A few years ago, I was enthralled by the Dan Brown thriller, Digital Fortress. To be honest, that's actually the book that spiked my interest in security and cryptography in the first place.

One of the key points of the novel has the heros racing against the clock to crack a worm placed by a former NSA engineer before outside hackers breach the final layer of security around the network. At one point they even visualize the network's security as a layer of concentric rings being constantly attacked by "snakes" from the outside.

A great visualization for a sci-fi thriller. Not so much for a book explaining digital security.

Cybersecurity

This year I started challenging myself by taking a Coursera series on cybersecurity. It's a combination of four classes and a capstone to pull everything together. The courses themselves cover:

  • Usable security (i.e. making secure systems not easily compromised by lazy users)
  • Software security (understanding things like memory leaks and injection attacks)
  • Cryptography (explaining the core principles of secure communication)
  • Hardware security (explaining and protecting against certain side-channel attacks)

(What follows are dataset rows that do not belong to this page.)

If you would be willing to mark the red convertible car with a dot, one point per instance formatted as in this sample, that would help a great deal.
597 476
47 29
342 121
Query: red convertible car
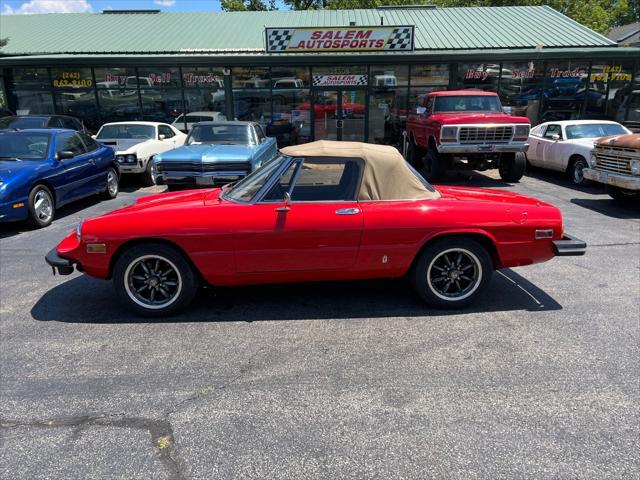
319 211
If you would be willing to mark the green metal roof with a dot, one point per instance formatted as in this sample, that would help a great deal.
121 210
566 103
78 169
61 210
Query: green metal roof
201 33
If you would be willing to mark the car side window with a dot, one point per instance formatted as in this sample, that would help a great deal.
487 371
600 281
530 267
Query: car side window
166 131
89 142
327 179
553 130
70 141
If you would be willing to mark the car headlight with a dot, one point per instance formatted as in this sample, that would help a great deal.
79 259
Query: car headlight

It's been a fantastic run thus far. Challenging, engaging, enlightening.

Among other things, the courses have shown me the different layers of security present in modern web applications and how to better understand and work with each.

Much of the software that runs the framework of my sites is built on top of C and C++. There are certain aspects to these languages that make them ideal for such a purpose - namely, speed. There are other aspects that make them somewhat dangerous to use in a distributed context. Take for example the recent Heartbleed memory overflow attack. Or the Shellshock code injection attack.

Dealing with networked software means we also have to understand and protect against untrusted data introducing potential side-effects; we have to sanitize data inputs to prevent remote code/data injection.

The fact that products are used by humans means we need to code with the end-users in mind. A system that forces users to change their passwords to a unique, "strong" password every three months might feel secure; the chances administrators will re-use passwords across applications (or render them insecure through some other means) are so high as to destroy any security this might present.

My only complaint about these courses thus far is that we haven't gone far enough into network security. Every course has explicitly stated that students aren't expected to understand networking and just teaches the primitives involved with the various topics. To be sure this is very useful, but in a world of increasingly remote communication, it's not going to continue to take us that far.

There are many layers to any notion of security. How well do you understand each?